TSYS Group Web Application Runtime Layer Q2 2021 Project PLan

Introduction

The TSYS Group needs a web application runtime layer for it's myriad of applications.

Broad Requirements for runtime layer

  • No single point of failure * High availability/auto recovery for containers * Distributed/replicated persistent storage for containers

Delivery schedule and compensation

  • Maximum equity offered : 2.5% upon completion of all milestones by deadline * Targeted completion of this project is July 4th 2021 * all equity will be fully vested at grant time. * Only consequence of non completion is no equity will be granted (but you would keep any equity already granted for completed milestones ). * Contractor is expected to work independently. TSYS Technical Operations Team is available in Discord for any requirements/access granting/architecture questions. * TSYS Technical Operations Team is not available to assist with implementation, hence the equity offer to an outside contactor.

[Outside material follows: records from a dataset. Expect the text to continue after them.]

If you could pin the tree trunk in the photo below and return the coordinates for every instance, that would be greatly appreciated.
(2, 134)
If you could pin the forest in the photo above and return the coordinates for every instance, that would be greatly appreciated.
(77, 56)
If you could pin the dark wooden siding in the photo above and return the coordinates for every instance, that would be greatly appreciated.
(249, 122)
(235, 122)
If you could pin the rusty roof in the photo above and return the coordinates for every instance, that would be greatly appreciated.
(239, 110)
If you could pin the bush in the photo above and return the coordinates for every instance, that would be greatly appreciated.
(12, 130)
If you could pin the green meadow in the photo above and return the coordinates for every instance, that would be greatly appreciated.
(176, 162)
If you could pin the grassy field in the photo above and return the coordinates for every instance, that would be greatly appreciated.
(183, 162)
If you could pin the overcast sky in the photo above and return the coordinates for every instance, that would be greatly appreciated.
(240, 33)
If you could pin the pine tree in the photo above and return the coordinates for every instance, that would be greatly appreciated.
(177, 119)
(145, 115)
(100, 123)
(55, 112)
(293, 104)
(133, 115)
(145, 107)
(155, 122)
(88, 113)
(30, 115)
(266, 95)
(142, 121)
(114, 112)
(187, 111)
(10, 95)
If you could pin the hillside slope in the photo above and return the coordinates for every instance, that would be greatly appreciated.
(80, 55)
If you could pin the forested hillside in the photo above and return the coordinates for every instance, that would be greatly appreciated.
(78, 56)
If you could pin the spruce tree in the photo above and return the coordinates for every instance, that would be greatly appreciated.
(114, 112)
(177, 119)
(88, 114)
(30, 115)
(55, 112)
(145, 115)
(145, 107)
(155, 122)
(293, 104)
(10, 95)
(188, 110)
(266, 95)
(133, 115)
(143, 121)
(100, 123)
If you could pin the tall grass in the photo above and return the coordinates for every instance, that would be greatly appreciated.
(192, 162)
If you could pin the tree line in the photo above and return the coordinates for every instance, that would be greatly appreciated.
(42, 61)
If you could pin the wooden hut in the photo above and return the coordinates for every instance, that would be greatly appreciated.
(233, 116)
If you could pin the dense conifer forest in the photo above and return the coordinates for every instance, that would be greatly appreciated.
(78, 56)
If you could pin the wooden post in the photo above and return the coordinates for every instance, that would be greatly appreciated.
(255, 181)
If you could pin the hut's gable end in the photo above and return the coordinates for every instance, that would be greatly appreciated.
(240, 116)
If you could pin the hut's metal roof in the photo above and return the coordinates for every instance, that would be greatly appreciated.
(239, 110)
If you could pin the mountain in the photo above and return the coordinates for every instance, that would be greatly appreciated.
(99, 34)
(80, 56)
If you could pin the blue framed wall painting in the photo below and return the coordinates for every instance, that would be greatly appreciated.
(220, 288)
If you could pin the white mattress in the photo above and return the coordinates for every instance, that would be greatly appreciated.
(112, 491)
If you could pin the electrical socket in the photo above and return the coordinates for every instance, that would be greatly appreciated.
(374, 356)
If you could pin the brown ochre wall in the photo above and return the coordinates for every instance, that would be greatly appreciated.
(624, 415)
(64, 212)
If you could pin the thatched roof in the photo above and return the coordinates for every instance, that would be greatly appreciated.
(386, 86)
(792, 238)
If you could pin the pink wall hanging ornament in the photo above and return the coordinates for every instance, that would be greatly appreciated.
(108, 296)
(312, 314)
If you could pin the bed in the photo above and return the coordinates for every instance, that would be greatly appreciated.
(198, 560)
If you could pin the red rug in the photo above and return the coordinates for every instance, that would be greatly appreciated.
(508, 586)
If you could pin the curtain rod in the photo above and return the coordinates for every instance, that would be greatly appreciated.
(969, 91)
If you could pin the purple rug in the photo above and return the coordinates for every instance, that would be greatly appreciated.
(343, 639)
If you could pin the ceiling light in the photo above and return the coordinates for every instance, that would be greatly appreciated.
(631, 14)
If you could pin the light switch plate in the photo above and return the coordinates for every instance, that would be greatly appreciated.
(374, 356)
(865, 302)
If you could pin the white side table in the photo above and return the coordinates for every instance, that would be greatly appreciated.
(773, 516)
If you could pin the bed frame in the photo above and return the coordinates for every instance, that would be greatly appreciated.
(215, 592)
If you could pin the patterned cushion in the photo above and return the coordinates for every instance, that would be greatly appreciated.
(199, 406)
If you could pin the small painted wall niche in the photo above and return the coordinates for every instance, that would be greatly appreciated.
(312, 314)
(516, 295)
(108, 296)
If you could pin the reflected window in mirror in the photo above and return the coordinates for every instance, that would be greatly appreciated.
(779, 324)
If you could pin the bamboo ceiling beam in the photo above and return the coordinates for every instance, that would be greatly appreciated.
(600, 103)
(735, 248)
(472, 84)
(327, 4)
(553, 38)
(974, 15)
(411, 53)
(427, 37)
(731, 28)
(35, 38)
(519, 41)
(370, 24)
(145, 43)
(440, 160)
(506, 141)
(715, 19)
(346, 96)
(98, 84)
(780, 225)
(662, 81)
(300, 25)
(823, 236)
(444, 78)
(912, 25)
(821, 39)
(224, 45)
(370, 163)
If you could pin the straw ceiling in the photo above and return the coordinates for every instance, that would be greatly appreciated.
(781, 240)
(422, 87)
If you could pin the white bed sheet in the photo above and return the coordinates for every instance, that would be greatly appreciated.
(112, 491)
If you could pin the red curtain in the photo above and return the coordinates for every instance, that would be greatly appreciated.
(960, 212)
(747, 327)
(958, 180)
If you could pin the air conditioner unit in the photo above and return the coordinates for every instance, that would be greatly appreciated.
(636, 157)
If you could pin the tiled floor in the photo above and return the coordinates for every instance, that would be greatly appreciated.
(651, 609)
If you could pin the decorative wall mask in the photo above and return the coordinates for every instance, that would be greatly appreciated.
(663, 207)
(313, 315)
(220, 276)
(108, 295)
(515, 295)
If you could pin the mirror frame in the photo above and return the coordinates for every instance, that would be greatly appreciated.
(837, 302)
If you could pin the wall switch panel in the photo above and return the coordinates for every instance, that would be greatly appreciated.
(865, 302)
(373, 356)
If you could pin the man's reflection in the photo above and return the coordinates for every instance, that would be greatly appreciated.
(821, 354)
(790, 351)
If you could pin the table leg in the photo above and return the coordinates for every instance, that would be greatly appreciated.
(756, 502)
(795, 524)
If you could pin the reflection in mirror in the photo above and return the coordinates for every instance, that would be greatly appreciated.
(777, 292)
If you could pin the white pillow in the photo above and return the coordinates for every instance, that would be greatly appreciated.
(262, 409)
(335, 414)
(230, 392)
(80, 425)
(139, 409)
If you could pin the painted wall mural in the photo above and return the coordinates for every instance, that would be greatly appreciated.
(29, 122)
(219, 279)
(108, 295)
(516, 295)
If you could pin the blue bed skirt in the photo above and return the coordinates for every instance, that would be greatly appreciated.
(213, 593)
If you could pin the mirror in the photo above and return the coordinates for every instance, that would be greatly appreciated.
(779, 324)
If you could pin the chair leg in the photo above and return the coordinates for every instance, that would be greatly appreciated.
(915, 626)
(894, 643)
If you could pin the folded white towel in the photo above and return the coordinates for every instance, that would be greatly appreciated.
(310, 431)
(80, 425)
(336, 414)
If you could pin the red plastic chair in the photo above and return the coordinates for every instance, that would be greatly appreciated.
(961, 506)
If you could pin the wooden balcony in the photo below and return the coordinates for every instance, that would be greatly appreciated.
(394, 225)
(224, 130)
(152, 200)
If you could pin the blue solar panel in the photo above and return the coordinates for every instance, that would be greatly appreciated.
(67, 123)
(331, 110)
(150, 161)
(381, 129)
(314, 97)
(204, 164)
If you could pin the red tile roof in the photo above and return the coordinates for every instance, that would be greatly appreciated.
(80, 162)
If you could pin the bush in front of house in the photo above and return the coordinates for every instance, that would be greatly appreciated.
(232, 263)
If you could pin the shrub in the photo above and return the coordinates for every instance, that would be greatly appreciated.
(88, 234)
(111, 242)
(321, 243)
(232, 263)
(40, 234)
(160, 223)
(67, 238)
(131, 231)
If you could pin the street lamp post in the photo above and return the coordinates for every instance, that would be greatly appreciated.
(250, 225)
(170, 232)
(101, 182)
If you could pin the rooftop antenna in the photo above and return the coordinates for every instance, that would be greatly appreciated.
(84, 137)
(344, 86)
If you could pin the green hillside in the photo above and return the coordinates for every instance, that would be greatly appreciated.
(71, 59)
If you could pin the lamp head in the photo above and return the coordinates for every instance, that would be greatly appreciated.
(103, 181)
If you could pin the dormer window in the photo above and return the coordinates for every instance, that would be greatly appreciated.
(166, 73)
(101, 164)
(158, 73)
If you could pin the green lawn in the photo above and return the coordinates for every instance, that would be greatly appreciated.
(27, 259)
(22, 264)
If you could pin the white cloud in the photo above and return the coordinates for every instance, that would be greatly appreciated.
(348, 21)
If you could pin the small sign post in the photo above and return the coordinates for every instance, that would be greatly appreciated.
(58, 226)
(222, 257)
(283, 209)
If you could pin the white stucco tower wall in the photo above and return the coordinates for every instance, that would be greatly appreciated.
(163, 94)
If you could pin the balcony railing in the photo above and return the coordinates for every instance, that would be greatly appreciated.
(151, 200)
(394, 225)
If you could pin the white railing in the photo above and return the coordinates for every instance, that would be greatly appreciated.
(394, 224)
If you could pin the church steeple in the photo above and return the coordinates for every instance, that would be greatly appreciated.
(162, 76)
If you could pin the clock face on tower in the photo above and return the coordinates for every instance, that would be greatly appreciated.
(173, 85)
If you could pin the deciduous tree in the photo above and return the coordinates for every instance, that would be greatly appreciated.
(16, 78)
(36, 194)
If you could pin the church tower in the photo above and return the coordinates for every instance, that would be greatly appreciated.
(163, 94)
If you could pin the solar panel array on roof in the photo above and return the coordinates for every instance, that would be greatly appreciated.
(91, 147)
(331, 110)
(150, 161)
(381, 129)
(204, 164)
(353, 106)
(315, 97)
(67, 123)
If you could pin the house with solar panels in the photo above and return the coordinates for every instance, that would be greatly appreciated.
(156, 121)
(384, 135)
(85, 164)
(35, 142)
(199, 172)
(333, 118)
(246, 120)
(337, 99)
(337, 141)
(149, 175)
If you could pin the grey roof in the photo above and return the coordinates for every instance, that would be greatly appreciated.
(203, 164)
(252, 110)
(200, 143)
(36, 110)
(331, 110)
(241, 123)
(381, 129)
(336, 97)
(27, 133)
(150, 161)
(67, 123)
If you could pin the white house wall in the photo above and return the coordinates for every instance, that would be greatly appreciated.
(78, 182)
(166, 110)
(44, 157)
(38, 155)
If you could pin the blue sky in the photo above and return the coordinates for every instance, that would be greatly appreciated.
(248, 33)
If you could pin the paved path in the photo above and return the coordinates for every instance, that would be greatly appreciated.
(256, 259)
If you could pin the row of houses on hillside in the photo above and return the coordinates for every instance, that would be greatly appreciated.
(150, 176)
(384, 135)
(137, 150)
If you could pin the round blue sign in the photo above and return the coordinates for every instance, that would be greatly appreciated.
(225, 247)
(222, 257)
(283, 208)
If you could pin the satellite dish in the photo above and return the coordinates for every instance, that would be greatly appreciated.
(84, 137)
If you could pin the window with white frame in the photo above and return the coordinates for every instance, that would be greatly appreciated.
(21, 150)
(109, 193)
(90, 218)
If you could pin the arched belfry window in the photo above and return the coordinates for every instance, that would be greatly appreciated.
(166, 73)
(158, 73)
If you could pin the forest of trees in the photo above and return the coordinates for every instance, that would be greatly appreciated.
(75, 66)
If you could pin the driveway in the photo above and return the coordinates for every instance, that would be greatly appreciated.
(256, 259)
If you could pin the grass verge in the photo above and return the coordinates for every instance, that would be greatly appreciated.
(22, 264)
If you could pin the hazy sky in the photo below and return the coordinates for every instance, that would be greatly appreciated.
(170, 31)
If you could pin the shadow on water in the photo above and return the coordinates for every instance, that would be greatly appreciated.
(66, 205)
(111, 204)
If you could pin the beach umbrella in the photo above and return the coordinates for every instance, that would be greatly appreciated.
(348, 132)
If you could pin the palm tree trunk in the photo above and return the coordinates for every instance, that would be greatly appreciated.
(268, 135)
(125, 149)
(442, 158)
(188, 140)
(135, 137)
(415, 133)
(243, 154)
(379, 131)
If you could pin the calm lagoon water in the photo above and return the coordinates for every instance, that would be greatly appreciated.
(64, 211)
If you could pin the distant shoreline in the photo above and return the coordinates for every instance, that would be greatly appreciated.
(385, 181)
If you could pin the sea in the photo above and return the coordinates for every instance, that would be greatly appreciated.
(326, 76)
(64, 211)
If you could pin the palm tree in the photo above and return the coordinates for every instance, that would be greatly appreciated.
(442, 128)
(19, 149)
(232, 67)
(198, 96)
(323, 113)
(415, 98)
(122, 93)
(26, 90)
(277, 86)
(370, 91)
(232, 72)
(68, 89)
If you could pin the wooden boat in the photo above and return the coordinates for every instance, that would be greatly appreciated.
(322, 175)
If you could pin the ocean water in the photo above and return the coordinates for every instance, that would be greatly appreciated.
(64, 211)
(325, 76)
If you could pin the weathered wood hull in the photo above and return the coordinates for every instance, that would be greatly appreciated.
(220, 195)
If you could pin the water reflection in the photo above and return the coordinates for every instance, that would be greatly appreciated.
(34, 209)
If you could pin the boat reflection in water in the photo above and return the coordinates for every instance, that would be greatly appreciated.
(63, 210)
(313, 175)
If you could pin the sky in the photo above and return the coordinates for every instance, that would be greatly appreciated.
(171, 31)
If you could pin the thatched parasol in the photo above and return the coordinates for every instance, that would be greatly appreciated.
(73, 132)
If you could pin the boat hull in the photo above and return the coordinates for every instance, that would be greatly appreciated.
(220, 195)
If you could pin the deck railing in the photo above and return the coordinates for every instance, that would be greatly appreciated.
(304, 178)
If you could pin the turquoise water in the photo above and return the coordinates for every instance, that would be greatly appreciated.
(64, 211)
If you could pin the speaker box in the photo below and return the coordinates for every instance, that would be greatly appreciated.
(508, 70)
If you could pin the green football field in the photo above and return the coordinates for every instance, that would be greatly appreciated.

Project milestones / deliverables / major areas

storage

0.5% equity

Replicated storage that fulfills the persistent volume claim of docker containers.

Deployed on db1/2/3 virtual machines.

Using something such as longhorn but we are open to anything that is production stable.

container runtime, control plane, control panel

0.5% equity

  • Kubernetes load balancer , something such as metallb, but open to other options. Only TCP load balancing is needed, all intelligence (certs/layer 7 etc) is handled at the routing/network layer already * Kubernetes runtime environment (workers and control plane ), Something like k3s from Rancher Labs * Kubernetes control panel authenticating to LDAP , Something like Rancher.

Control plane will be deployed on db1/2/3

Workers will be deployed on www2/3 and 1 (1 is currently the production server, so would be added in last)

Core container functionality (running as containers on the platform):

0.5% equity

  • docker registry * IAM * API gateway * Jenkins * all the above installed as containers running on the kubernetes runtime. * all the above configured for LDAP authentication * all the above no other configuration of the components would be in scope

PAAS

1% equity

  • blue/green and other standard deployment methodologies * able to auto deploy from ci/cd ) * orchestrate all of the primitives (load balancer, port assignment etc) (docker-compose target? helm chart? is Rancher suitable?)

This milestone is the most complex and will require discussion and further clarification. We can do so when we get to this point and see how far along contractor has come and time remaining etc .

Things not in scope

LDAP backend

Known Element Enterprises LLC utilizes Univention Corporate Server to provide Active Directory compatible services to the TSYS Group. This is up and running in production and all applications and systems utilize it for AAA.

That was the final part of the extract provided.